Vizebürgermeister Franz Gstättner, seit einem Jahr an der Spitze der Mürzzuschlager VP, wirft dem Stadtoberhaupt jedoch Verschleierung vor. Denn Rudischer hat nicht nur sein Büro in Neunkirchen, mit zwei weiteren Architekten betreibt er auch eines in Bruck. Einer der beiden erhielt mehrfach Aufträge der Stadt Mürzzuschlag, etwa die Gestaltung des neuen Stadtplatzes oder zuletzt den Ausbau eines Ausbildungszentrums. "Hier liegt klar eine Unvereinbarkeit vor", kritisiert Gstättner und fordert eine Prüfung aller Vergaben durch die Gemeindeaufsicht bzw. den Landesrechnungshof.

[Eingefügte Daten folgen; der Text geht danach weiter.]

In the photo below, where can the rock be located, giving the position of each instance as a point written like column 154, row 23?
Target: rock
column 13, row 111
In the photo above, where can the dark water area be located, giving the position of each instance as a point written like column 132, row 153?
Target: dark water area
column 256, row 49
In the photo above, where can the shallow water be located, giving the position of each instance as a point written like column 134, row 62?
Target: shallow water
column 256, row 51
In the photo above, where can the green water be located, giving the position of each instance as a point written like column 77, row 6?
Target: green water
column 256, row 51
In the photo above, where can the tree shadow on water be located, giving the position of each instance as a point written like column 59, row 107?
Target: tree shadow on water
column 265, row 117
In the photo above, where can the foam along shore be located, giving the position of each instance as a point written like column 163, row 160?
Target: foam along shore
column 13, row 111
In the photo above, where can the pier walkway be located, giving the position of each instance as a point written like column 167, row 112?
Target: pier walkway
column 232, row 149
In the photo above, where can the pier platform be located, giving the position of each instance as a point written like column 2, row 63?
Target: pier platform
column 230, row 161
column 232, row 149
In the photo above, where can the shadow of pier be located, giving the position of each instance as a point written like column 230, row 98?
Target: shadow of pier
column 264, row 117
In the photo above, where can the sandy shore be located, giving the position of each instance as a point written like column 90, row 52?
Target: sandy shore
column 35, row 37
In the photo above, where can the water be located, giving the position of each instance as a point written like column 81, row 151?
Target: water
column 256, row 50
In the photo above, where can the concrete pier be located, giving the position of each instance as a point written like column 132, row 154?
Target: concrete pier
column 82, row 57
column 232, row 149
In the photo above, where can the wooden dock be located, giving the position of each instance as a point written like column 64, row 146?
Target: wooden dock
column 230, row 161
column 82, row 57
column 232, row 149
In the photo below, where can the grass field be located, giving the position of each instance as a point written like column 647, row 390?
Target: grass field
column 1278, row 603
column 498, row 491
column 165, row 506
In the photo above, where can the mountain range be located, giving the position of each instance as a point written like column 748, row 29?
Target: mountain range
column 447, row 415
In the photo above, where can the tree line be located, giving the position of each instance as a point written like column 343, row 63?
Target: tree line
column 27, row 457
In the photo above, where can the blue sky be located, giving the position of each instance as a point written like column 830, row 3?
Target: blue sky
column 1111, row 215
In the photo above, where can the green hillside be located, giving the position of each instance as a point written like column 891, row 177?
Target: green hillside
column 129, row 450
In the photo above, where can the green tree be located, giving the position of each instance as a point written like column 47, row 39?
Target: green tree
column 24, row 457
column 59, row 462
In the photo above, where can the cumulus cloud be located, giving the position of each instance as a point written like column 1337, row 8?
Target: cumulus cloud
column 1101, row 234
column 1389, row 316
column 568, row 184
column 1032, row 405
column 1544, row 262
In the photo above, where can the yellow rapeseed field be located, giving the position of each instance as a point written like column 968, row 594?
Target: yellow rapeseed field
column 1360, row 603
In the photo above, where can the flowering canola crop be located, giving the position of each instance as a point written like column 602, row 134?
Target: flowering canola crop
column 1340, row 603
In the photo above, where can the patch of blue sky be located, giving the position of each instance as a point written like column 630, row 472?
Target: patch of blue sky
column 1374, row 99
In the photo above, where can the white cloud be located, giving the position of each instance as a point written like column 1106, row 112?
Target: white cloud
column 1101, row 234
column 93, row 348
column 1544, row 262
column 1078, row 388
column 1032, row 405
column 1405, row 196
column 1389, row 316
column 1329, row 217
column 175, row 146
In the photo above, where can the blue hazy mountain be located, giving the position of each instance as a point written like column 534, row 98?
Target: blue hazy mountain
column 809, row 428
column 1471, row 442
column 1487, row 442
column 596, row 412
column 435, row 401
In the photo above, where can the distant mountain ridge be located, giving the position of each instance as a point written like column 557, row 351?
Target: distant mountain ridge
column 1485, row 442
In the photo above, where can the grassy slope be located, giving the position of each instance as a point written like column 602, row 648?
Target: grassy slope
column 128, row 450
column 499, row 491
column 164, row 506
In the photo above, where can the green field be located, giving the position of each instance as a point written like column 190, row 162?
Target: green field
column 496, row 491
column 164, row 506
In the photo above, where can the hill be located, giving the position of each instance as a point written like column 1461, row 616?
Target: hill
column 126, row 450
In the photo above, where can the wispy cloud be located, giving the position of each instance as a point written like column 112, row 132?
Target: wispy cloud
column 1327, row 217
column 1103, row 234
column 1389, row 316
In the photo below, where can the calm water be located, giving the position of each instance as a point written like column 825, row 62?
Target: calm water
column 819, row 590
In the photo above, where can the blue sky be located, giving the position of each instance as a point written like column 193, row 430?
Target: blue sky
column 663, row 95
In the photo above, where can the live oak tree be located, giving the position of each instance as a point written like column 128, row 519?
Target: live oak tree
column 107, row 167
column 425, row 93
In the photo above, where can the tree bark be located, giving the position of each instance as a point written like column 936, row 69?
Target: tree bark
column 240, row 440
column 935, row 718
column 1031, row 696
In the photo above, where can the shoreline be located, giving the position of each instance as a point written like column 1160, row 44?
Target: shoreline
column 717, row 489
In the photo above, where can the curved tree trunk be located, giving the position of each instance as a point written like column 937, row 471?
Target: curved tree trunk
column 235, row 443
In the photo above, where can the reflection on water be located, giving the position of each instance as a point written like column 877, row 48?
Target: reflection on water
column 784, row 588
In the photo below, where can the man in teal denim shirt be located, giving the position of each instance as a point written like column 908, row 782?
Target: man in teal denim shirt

"Ich trenne das sauber", kontert Rudischer. Faktum aber ist, dass er auch in der Zeit als Bürgermeister an mehreren Bauprojekten in Mürzzuschlag als Architekt gearbeitet hat, freilich an Projekten mit rein privatem und gewerblichem Hintergrund.

Einen Interessenkonflikt, wenn der Bürgermeister Rudischer ein Projekt genehmigen soll, in das der Architekt Rudischer involviert ist, kann der Politiker allerdings nicht erkennen, wie er der Kleinen Zeitung erklärt: "Die Grundlage meiner Entscheidungen bildet das Baugesetz, an das sich alle Bauwerber halten müssen. Ich habe nicht wirklich ein schlechtes Gewissen."